The city was named Yangon, “End of Strife”, by King Alaungpaya when he conquered it in 1755, but after its annexation by Britain it became an archetypal colonial city, only its two great Buddhist stupas reminding visitors where they were. The alien, colonial provenance of the decaying Victorian ministries, banks, schools and the rest has made it harder to argue for their preservation.

“Urban conservation has never been part of our education,” points out Moe Moe Lwin, the female architect who heads the recently formed Yangon Heritage Trust, “and many architects say, ‘What are you doing with those colonial buildings? They have nothing to do with us!’ Older people were taught all their lives that everything colonial is bad, and that’s hard to change.”

Yet, as the Trust’s work of documentation reveals, old Rangoon is far more than colonial domination writ large. Here are the buildings where Burma’s currency was invented, where its great leader Aung San was assassinated, where Armenian, Chinese and Baghdadi Jewish immigrants sank roots and built extraordinary palaces.

One building which would probably channel more Burmese rage about the humiliations of the past than the rest put together is the old Pegu Club, where the colonial elite met to sink their gin and limes and exchange rancorous gossip about the natives, just like the club bores and soaks in George Orwell’s Burmese Days. Yet shorn of those odious connotations the club, though now badly decayed, appears for what it is, one of the few colonial buildings whose design and construction acknowledge that it is in the Tropics rather than the City of London.

Its potential is beyond doubt. Moe Moe Lwin said: “It could be converted into a hotel, perhaps incorporating a modern hotel building in the compound, which is quite large, and using the old building as a lobby, dining and bar area.” And the Pegu Club Cocktail, invented by the club’s legendary American barman Harry Craddock, would ride again.

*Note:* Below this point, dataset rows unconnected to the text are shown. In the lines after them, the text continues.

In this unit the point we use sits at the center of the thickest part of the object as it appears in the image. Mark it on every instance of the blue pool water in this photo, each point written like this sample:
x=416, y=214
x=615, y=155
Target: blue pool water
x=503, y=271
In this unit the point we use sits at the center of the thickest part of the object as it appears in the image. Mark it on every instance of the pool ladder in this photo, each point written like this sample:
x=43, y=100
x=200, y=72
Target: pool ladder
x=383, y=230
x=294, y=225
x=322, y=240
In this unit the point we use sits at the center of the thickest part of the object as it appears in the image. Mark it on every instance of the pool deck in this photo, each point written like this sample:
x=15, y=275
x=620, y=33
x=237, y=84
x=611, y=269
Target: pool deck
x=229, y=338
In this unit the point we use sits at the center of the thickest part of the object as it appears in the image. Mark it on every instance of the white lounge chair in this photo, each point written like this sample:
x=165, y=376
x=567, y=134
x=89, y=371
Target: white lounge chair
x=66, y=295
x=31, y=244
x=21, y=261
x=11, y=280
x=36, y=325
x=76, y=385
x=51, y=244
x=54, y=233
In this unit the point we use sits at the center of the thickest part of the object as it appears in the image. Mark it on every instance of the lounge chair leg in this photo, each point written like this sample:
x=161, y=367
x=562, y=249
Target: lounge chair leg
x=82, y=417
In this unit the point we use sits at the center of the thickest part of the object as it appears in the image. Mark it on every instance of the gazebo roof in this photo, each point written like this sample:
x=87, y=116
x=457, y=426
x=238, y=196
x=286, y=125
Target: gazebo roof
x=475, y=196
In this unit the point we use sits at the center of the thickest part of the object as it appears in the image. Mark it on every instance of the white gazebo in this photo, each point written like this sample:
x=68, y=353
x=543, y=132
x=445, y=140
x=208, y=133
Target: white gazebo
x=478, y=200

The Heritage Trust has delineated a couple of square kilometres in the centre within which its goal is to preserve, refurbish and find new uses for what remains.

Many conversations one has in Burma today involve the word ‘leapfrog’. Whether the subject is mobile phones, industrialisation or education, Burmese people have grasped the fact that having been for so long so far behind the curve of innovation gives them the paradoxical advantage that they can jump numerous, laborious stages taken by other countries and wind up ahead. From having the world’s slowest internet, for example, they may soon have speeds among the fastest.

One useful form the leapfrog might take is learning from other’s mistakes. Could Burma create a thriving commercial capital in Rangoon which did not sacrifice its historic identity to its success, which retained its human scale and the best and most idiosyncratic of its old buildings? The foreign tourists would certainly appreciate it. And even the locals might learn to see its value.